For writers working digitally, it is obviously essential to have a place to create articles that can be shared with clients and exported in their most convenient format — from HTML to Word. Google Docs provides excellent organization and search facilities which are important for the high-output writer. And for other freelancers, proposals and reports are still a fact of life and Docs is the best option out there aside from some horrendously bloated and usually expensive desktop office suite.
6. Evernote
Some might wonder why it is worth using Docs and Evernote. My biggest reason, and admittedly most superficial, is because I like to keep documents I’m working on, such as a proposal or article, in Docs and the clutter of web clippings, notes and brainstorms in another app — and that’s what Evernote excels at. Most of us need to take so many notes and clip a lot of information every day and it just drowns out the real work in Google Docs.
More importantly, it’s easier to get notes and photos into Evernote on the fly whether you’re on a desktop or mobile. Google Docs is too slow for quick capture tasks.
7. Gmail
It’s obviously best to use a more professional email address on a domain that you own rather than an @gmail.com address, so it’s a good thing that you can do just that with Google Apps for Business. But there’s just no provider on the web that beats Gmail. The storage is massive for the free price tag and the webmail software is beyond compare.
If you’re using the email server from your ISP or hosting provider, switch to Google Apps and shut that inferior rubbish down.
8. Skype
Skype replaces a number of things and works well on just about any device you can throw at it, from the desktop to iOS and Android to regular phone handsets built for Skype.
With Skype you can set up a business number that you can take anywhere, make cheap calls around the globe and free calls to other Skype users. Most freelancers spend a lot more time communicating by instant message than by voice, and Skype makes a great replacement for other instant messaging services with great archiving for later reference. But you’ve probably been using Skype for years and it doesn’t need much introduction — just keep on using it!
9. Wunderlist
Wunderlist is a fantastic task manager. I’ve traditionally preferred apps like OmniFocus that deliver a lot of task managing superpowers, but sometimes you just need to make a list and get it done. Wunderlist lets you do that with minimal fuss, and works on most desktop and mobile platforms.

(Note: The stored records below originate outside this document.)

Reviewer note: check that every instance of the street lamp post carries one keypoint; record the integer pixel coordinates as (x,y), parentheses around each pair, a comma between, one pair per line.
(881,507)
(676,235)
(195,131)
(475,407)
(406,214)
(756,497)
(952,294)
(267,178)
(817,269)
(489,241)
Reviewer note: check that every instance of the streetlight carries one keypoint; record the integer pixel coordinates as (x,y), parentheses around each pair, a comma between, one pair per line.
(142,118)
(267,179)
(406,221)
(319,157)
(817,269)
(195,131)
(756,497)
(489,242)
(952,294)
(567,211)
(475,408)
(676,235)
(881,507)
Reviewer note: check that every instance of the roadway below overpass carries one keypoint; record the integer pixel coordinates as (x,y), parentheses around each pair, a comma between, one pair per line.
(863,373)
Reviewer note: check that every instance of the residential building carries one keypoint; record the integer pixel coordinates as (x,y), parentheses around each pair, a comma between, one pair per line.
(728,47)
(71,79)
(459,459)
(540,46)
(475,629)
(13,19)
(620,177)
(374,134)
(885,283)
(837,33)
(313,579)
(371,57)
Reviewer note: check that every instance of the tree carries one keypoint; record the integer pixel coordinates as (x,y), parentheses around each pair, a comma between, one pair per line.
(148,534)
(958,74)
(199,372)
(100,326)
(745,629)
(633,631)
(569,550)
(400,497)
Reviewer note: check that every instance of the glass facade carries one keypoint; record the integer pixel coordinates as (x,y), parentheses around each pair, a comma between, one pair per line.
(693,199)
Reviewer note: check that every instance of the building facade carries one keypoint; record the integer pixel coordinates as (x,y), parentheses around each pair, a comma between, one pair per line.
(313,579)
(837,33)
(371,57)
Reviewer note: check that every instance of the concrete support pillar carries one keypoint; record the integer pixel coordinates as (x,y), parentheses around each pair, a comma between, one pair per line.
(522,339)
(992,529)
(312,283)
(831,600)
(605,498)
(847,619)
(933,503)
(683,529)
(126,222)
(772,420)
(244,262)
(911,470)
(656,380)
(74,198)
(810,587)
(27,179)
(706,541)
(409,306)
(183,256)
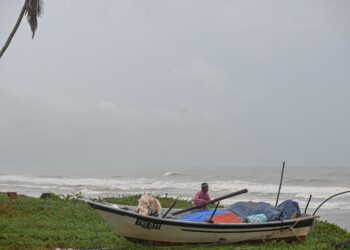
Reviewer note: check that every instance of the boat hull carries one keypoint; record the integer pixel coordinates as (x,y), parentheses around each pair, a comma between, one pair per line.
(158,231)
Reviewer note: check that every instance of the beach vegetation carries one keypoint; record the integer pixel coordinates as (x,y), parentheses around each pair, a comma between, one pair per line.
(61,222)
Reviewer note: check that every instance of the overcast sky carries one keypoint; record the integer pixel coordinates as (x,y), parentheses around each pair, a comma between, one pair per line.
(166,84)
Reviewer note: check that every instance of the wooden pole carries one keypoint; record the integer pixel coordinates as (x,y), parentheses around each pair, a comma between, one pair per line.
(279,189)
(212,201)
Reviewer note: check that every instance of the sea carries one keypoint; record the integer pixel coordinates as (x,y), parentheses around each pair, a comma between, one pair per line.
(262,184)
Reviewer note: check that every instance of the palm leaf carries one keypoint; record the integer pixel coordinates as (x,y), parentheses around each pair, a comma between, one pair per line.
(34,10)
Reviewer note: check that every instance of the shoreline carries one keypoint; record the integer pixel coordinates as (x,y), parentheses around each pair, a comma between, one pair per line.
(33,223)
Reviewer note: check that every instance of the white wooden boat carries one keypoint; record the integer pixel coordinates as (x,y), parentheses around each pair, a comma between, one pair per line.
(158,231)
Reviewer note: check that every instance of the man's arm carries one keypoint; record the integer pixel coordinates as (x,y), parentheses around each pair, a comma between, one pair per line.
(197,200)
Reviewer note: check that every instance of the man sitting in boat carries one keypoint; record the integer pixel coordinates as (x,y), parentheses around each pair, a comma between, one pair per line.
(202,196)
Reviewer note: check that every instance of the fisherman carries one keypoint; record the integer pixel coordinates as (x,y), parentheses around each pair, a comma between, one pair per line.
(202,196)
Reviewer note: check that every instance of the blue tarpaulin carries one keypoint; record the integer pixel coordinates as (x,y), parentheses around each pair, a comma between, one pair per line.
(202,215)
(284,211)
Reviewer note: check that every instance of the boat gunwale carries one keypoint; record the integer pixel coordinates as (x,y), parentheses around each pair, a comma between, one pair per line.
(299,222)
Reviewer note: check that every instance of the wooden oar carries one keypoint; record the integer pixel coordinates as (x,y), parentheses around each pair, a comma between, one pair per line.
(212,201)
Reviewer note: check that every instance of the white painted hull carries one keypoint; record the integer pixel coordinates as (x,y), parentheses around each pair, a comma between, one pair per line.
(158,231)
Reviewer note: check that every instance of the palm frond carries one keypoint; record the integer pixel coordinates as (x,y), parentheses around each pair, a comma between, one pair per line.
(34,10)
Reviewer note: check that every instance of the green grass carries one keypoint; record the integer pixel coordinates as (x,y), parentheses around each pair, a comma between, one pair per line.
(31,223)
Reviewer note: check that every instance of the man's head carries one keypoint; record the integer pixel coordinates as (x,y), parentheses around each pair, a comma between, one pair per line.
(204,187)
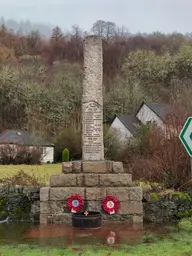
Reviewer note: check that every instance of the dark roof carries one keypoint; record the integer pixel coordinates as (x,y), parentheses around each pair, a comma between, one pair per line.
(20,137)
(160,109)
(130,122)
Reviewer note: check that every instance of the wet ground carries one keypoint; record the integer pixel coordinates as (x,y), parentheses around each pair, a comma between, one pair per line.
(58,235)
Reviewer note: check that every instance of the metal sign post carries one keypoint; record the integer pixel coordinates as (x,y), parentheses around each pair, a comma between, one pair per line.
(186,138)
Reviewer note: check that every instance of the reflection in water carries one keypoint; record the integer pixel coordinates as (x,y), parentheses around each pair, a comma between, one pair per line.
(58,235)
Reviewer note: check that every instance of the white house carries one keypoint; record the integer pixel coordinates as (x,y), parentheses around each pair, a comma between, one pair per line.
(148,112)
(23,138)
(125,125)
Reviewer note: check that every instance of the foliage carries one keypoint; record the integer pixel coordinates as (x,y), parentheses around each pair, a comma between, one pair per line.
(19,155)
(41,173)
(65,155)
(185,224)
(69,138)
(22,179)
(162,158)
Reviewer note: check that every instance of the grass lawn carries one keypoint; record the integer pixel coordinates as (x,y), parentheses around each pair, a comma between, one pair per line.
(42,172)
(179,244)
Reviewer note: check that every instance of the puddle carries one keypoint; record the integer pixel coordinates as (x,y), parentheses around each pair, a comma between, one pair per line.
(59,235)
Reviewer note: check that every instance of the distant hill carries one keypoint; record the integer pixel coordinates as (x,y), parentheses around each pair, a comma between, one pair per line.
(25,27)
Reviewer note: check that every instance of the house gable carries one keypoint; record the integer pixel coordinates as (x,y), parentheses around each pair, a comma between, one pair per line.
(145,114)
(122,130)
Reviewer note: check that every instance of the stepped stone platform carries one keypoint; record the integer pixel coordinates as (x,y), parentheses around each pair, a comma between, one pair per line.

It’s also got the simplest and best task sharing of the productivity apps, and this comes in handy for managing subcontractors and collaborators.
10. Aviary
Designers and pirates will have Photoshop. Mac users have options like the wonderful Pixelmator. But to be sure you have access to quick and easy image editing — all of us in the digital professions need to at least resize and crop images on a regular basis — Aviary is a good choice. It lets you edit images, screenshot the full length of websites and so on for free.
These are the 10 essential apps to beat all essential apps lists. There are plenty of apps that are profession specific that aren’t included, such as Photoshop for designers and photographers and Maya for 3D animators, but these are the universal tools for running a freelance business anywhere, on any computer, with minimal fuss.